According to Swedish digital rights group Qurium, an Israeli company called Bright Data helped the Philippines’ government carry out distributed denial of service attacks against a local human rights organization known as Karapatan.
In July, Qurium reported that the DOS attacks were carried out by the Philippine Army and Department of Science & Technology against media organizations that were critical of the government and also Karapatan. Last week, for example, Karapatan was hit with a series of DDOS attacks that were supposedly carried out to weaken its efforts to protest the killing of one of its members.
According to Qurium’s report, Israeli company Bright Data allegedly assisted in the deployment of the latest series of DDOS attacks. According to the company, most of the DDOS traffic that it detected came from Russia and Ukraine. It also detected action originating from servers located in the US offered by Digital Ocean and Choopa.

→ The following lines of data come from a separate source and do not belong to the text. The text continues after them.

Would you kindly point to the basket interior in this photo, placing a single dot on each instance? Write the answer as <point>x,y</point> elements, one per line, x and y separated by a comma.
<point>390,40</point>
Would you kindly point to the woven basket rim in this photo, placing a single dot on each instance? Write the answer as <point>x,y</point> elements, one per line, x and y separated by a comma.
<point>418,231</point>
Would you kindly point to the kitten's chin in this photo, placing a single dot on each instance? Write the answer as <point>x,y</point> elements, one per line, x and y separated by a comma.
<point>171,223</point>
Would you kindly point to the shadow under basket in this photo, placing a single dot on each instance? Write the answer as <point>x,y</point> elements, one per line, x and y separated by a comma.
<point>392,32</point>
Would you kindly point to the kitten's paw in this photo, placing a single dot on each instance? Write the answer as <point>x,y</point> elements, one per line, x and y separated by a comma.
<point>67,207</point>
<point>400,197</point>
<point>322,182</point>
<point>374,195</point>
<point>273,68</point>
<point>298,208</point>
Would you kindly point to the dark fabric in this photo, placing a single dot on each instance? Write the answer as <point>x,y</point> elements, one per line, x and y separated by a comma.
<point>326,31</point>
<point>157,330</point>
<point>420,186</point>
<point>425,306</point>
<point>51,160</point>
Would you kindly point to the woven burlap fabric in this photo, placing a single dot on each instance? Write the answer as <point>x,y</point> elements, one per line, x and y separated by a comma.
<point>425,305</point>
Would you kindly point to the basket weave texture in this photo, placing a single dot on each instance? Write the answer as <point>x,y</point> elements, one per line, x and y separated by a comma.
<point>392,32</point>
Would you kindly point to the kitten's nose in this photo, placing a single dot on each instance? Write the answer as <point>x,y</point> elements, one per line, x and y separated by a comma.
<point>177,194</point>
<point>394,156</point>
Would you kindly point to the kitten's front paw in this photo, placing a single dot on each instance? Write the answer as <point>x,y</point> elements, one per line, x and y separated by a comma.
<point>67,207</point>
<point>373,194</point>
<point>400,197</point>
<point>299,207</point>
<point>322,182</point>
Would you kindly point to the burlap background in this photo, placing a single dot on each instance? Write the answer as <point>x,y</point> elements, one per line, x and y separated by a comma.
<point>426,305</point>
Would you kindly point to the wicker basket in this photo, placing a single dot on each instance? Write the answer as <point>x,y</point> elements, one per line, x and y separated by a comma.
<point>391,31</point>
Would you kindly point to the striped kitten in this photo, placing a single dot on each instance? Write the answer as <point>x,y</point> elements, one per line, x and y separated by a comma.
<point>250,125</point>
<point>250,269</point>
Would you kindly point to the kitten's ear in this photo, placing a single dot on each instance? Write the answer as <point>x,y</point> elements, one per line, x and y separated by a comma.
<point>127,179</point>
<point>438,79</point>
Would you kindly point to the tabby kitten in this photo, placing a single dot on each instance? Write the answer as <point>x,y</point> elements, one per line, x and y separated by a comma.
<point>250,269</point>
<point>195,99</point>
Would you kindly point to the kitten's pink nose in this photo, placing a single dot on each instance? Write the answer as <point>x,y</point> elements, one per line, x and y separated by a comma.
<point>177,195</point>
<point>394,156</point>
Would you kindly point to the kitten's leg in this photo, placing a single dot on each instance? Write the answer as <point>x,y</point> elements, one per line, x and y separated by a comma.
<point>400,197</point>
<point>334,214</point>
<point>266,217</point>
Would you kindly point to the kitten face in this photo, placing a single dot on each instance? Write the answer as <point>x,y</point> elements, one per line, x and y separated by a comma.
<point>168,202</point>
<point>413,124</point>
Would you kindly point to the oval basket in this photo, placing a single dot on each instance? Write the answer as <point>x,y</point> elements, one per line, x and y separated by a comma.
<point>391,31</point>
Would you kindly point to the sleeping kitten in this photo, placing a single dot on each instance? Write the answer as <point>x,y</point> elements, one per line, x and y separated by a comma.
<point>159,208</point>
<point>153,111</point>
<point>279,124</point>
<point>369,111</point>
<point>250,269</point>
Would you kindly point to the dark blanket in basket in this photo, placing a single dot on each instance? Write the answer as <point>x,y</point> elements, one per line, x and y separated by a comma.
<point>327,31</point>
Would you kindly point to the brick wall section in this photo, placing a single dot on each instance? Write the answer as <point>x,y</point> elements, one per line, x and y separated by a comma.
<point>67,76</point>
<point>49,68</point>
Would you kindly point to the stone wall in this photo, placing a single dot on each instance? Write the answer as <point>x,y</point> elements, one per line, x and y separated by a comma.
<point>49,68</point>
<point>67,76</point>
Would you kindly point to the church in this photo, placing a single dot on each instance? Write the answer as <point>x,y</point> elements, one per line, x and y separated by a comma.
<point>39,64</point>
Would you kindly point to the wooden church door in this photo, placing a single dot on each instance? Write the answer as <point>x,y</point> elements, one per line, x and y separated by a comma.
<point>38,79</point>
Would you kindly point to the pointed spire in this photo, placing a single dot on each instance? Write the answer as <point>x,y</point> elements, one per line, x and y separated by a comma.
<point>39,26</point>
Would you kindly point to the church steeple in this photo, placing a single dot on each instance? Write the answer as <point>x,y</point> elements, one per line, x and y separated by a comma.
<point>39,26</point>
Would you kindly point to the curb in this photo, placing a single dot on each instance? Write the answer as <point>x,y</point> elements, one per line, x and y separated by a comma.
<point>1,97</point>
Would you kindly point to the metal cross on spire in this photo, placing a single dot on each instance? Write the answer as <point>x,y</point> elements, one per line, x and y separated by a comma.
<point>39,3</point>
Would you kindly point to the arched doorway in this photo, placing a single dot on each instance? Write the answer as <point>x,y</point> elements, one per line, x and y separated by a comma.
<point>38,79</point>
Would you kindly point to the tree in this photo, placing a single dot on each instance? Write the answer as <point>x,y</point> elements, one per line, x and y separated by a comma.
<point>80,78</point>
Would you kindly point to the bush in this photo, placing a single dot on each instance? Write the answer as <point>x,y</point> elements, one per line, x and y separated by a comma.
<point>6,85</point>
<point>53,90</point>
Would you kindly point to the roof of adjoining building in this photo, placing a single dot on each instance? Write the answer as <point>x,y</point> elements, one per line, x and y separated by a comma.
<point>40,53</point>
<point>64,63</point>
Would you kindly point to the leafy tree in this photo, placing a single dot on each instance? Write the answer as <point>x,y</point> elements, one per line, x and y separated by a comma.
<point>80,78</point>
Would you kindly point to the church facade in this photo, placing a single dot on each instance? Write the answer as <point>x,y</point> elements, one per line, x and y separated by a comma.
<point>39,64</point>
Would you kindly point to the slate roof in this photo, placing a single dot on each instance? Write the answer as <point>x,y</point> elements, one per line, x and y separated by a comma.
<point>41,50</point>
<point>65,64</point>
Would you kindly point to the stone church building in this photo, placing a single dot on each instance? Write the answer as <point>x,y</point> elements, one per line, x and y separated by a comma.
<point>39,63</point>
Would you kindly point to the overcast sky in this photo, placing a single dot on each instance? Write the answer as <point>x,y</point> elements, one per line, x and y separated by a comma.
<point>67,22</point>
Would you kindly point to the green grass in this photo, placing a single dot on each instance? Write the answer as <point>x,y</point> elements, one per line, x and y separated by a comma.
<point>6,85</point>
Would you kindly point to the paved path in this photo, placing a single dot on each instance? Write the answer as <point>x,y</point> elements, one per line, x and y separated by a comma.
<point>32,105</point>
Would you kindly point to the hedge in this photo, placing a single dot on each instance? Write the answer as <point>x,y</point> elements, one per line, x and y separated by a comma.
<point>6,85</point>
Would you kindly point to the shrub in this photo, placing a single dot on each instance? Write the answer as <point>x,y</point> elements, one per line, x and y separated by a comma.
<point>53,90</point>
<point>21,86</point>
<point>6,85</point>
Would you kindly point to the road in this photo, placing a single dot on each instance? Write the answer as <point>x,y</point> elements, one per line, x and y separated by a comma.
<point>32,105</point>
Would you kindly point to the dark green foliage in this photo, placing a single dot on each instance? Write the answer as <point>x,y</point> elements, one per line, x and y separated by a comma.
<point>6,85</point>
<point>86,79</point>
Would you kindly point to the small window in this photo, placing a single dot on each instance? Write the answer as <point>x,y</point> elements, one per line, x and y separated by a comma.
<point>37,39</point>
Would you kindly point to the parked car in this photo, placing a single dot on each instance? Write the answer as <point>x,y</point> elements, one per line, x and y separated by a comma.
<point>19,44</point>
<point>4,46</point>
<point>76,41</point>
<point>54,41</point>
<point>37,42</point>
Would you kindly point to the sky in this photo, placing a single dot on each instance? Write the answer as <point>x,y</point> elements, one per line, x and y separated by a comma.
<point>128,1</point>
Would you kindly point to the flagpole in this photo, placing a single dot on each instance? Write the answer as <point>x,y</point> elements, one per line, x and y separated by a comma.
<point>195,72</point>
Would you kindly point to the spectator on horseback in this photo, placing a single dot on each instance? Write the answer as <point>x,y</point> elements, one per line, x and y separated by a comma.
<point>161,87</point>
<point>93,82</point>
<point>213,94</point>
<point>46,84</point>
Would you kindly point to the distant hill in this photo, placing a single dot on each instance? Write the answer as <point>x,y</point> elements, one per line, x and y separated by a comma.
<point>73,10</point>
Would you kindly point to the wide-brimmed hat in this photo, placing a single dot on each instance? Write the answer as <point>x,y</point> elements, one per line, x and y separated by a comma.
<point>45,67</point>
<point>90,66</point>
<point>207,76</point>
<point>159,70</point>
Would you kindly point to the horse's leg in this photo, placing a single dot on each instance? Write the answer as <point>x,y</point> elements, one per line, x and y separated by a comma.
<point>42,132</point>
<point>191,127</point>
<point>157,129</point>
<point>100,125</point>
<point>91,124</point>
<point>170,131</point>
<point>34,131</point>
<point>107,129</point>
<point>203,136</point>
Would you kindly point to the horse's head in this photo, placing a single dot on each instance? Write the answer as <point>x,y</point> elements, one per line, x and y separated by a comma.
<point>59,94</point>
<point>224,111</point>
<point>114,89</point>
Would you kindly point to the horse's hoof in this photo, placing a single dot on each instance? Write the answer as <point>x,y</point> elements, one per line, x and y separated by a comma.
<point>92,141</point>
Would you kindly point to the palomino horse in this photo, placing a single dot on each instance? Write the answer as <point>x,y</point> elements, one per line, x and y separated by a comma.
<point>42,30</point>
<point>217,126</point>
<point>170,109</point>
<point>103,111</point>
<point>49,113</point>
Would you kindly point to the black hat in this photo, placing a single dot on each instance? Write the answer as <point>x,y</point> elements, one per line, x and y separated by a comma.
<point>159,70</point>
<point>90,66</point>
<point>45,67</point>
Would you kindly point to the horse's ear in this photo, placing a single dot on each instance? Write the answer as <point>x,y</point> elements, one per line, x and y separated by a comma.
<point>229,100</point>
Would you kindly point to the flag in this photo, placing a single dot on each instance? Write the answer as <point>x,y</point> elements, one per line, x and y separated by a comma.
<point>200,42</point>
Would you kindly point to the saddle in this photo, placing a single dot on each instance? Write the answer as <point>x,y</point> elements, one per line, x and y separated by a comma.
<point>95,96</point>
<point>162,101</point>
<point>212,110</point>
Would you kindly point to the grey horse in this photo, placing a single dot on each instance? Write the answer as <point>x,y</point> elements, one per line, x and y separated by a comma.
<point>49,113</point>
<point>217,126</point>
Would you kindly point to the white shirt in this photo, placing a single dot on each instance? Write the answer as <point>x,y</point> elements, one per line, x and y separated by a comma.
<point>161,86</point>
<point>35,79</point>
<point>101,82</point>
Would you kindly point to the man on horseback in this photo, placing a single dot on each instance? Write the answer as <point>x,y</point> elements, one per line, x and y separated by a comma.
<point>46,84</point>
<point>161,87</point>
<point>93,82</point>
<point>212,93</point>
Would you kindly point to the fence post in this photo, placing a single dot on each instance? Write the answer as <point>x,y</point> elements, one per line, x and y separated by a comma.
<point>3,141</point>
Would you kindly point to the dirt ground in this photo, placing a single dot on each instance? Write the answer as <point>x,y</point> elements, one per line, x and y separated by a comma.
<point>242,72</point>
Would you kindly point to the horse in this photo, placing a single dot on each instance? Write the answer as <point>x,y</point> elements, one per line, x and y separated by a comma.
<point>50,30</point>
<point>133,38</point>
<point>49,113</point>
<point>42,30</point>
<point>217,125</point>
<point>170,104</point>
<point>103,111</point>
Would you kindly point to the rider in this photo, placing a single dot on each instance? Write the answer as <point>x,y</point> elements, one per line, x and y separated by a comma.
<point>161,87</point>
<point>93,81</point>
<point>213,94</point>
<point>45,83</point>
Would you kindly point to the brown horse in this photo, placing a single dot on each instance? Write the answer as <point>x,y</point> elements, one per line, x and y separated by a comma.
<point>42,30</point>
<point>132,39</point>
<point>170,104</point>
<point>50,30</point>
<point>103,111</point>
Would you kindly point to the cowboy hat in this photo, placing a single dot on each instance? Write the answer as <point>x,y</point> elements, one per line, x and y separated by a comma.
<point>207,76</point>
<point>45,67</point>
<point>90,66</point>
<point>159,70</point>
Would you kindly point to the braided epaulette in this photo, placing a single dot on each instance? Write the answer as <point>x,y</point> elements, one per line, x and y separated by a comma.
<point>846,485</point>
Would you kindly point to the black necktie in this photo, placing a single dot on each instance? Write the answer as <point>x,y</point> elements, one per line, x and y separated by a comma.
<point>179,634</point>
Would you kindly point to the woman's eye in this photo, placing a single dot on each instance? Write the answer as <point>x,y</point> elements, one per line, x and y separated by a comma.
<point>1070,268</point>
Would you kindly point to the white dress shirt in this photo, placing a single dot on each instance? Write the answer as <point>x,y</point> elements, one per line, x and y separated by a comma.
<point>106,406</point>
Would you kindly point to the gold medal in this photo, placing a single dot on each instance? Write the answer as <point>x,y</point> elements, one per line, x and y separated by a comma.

Qurium claimed that some servers used in the recent attacks were configured to use proxies that were provided by Bright Data. These proxy services can help speed up traffic, but they can also allow the monitoring of other people’s activities and could also lead to privacy abuses.
Qurium says the government that targeted Karapatan used a tech company called Bright Data to provide fast-changing IP addresses (up to 100 an hour) to the region to target Karapatan.
“At the beginning of our research, we speculated that this behavior could be the result of a ‘pay as you go’ stress-testing service that allowed a maximum of one hour attack time,” Qurium’s post states. “After several days monitoring the web site we could determine that the traffic patterns were the result of Luminati automatically rotating their residential and mobile proxies in an hourly basis.”
Luminati is the former name of Bright Data. Qurium asked Bright Data for an explanation and received the following comment:
“The IPs from the list you have attached (attaching it again) belong to Bright Data, however we did not find any of them in the requests that were sent to the reported domain.”
Bright Data claims to be an ethical organisation that vets all its customers and partners to ensure they use its services properly. So did another Israeli company, NSO Group, who is now facing allegations of helping with privacy abuse.
NSO Group, a leading Israeli spyware manufacturer, was accused by Amnesty International of turning a blind eye to the abuse of its spyware.